New Zealand’s infrastructure is facing mounting pressure from a changing climate. More frequent floods, longer droughts, and rising seas. Building resilience isn’t just about recovering after disasters; it’s about anticipating and adapting to change so we can protect our communities, economy, and way of life for generations to come.
At the recent Building Nations Conference in Wellington, Rt Hon Dame Patsy Reddy, Chair of the Climate Change Commission, spoke about how New Zealand can move from strategy to action in climate adaptation, highlighting the governance, investment, and leadership needed to safeguard our communities and infrastructure.
The International Infrastructure Management Manual (IIMM 3.2) defines resilience as a core consideration in asset management, not just to avoid failure, but in anticipating stress, responding, and recovering over time. Yet, conventional planning frameworks are poorly suited to a dynamically changing climate. Climate risk is inherently uncertain, with compounding effects such as intensified floods, drought and sea-level rise. These complex risks require institutional and governance frameworks that evolve with changing conditions, not static planning methods that lock people and assets into areas of growing risk.
Unfortunately, most of New Zealand’s current decision-making frameworks treat climate risk as fixed. Time bound approaches, zoning, map lines, and static classifications provide a false sense of certainty, while exposure and vulnerability continue to shift. As a result, risk is being locked in rather than managed adaptively. The consequences are being revealed globally in deltas, low-lying areas, and coastal regions, and this will increasingly affect Aotearoa unless our planning systems evolve to anticipate and respond to change.

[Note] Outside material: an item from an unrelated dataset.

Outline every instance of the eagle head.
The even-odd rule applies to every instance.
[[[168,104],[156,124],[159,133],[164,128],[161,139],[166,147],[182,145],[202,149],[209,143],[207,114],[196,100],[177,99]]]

The infrastructure sector recognises that climate adaptation is not just a technical issue, but an institutional one. We need consistent national resilience standards, improved data stewardship, and clearer guidance for local government on assessing risk and balancing trade-offs. According to Lloyd’s of London, New Zealand is the second most at risk country in the world for natural hazards. Yet our recovery systems remain ad-hoc and inconsistent, hampered by fragmented guidance, inadequate data management, and limited frameworks for long-term decision-making under uncertainty.
This lack of clarity undermines investor confidence, and limits our ability to plan and build resilient infrastructure. Embedding resilience in infrastructure standards and asset policies must become the norm. To do that, New Zealand needs stronger system leadership on data collection, standard interoperability and capability building.
Good decisions depend on good information. The impacts of climate change will affect where we live, how we farm, where we invest, how we run our businesses, where we allow new development, and how we protect our communities.
To make sound choices, we need to be able to assess climate risk. Understand the degree to which we are exposed, sensitive, and able to respond to hazards. While a significant amount of climate data exists, it is fragmented, inconsistently managed, often hard to use.
The National Climate Change Risk Assessment (2020) highlighted that we have limited tools and guidance for making decisions under uncertainty, particularly those that consider change over long timeframes.
The Climate Change Adaptation Technical Working Group reinforced that, to adapt effectively, we must:
- be informed about how the climate is changing and what this means for us;
- have the right tools and frameworks; and
- take proactive, dynamic steps to reduce exposure and vulnerability.
It is encouraging that the New Zealand government plans to make the climate projections, hazard information, adaptation tools widely available. These resources should be embedded in standard asset management practice, rather than treated as add-ons. Local councils and infrastructure owners should expect, and demand, that these capabilities align with the IIMM’s approach, ensuring resilience is built into every asset planning and investment decision.
Climate adaptation is about more than infrastructure, it’s about people, livelihoods, and intergenerational wellbeing. The choices we make today about how we plan, invest, and manage our assets will define how resilient Aotearoa will be tomorrow. Building climate resilience into every infrastructure decision is the best investment we can make for the generations to come.